In vitro evidence for increased facilitation of striatal acetylcholine release via pre- and postsynaptic NMDA receptors in hemiparkinsonian rats

The NMDA-evoked acetylcholine release from striatal slices and synaptosomes was investigated in rats subjected to unilateral injection of 6- hydroxydopamine into the substantia nigra. In slices prepared from the striatum contralateral to the lesion, the NMDA-evoked endogenous acetylcholine release was not significant at 10 μM NMDA and maximal at 100 μM NMDA (124 ± 19%). Conversely, in slices taken from the dopamine-depleted striatum, NMDA was effective even at 10 μM (41 ± 4%), and at 100 μM (196 ± 24%) efficacy was nearly doubled.

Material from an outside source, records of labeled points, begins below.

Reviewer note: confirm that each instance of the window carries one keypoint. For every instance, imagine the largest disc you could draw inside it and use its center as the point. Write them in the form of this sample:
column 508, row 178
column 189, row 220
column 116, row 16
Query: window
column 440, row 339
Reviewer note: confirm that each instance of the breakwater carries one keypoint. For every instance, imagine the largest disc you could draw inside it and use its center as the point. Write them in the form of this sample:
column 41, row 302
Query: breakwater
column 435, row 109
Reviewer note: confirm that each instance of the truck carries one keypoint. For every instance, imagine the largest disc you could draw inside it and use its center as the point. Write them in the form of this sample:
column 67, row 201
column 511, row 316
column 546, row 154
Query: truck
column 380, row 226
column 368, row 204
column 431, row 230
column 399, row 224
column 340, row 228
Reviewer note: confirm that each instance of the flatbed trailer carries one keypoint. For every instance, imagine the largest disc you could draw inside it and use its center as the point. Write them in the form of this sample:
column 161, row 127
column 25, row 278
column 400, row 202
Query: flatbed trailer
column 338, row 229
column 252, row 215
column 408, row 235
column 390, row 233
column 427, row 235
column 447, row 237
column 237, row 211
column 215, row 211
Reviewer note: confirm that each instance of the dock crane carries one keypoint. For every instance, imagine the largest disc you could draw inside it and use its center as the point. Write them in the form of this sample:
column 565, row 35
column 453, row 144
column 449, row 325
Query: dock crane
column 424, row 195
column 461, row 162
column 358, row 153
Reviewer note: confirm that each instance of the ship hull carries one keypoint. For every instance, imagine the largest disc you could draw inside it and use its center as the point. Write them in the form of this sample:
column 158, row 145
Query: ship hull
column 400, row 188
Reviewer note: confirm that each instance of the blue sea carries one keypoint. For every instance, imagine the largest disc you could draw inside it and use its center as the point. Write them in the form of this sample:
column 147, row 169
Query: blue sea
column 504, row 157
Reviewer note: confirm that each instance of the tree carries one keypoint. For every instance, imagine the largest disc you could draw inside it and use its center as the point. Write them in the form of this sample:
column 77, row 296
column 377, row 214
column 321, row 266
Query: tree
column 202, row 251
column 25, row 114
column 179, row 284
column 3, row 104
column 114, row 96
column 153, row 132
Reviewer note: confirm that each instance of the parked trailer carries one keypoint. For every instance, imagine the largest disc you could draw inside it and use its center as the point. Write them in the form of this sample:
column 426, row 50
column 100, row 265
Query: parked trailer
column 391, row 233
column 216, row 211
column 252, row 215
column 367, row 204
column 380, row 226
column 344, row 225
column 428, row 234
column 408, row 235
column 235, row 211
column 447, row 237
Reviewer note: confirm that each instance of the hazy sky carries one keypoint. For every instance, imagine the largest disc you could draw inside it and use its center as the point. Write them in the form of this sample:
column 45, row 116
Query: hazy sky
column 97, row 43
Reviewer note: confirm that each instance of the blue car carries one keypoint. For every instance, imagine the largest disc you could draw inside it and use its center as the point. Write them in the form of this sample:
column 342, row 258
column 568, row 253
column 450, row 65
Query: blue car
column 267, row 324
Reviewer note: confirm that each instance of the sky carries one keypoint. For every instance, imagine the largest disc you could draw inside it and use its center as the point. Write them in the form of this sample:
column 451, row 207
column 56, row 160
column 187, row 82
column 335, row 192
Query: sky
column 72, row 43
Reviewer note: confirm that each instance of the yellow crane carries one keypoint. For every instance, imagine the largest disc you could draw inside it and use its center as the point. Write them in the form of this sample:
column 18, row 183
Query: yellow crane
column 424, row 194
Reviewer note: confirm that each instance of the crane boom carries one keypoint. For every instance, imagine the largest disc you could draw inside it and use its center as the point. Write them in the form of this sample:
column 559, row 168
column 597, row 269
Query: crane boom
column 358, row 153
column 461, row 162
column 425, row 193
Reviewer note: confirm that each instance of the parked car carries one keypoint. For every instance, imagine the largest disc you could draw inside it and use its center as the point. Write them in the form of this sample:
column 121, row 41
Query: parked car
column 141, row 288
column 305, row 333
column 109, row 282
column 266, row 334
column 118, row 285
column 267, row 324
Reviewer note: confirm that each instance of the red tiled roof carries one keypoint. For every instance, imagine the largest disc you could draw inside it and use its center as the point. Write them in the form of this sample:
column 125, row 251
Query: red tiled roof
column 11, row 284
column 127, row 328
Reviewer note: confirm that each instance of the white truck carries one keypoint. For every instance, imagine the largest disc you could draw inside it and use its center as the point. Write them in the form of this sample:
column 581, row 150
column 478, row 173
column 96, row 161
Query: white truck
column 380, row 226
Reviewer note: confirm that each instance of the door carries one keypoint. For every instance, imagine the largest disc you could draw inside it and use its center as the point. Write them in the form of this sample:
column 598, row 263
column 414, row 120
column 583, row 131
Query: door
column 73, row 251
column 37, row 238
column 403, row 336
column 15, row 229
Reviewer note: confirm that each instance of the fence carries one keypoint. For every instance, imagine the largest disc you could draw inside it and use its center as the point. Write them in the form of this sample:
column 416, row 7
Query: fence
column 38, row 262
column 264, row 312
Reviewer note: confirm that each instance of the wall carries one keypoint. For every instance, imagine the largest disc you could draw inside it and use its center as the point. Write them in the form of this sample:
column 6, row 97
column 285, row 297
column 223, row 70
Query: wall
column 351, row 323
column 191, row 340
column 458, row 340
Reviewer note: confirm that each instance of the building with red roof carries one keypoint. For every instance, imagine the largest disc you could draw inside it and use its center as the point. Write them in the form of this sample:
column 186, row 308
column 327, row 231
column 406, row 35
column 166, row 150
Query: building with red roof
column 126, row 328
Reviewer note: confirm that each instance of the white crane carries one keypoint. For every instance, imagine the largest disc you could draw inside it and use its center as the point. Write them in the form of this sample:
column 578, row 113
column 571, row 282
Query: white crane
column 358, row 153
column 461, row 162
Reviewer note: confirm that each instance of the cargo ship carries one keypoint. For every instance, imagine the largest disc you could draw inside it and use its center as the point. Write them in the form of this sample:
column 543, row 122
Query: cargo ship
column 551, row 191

In synaptosomes prepared from the contralateral striatum, NMDA maximally stimulated 20 mM KCl-induced endogenous acetylcholine release at 1 μM (66 ± 5.1%), with lower concentrations (0.01-0.1 μM) being ineffective. Conversely, in synaptosomes prepared from the dopamine-depleted striatum, NMDA maximally enhanced the K+-evoked acetylcholine release at 0.1 μM (118 ± 12.4%). Concentration- response curves of NMDA-evoked acetylcholine release in sham-operated rats could be superimposed on those observed in the contralateral striatum of the 6-hydroxydopamine-lesioned animals. The present data support the view of an increased glutamatergic regulation of striatal acetylcholine release via pre- and postsynaptic NMDA receptors during Parkinson's disease.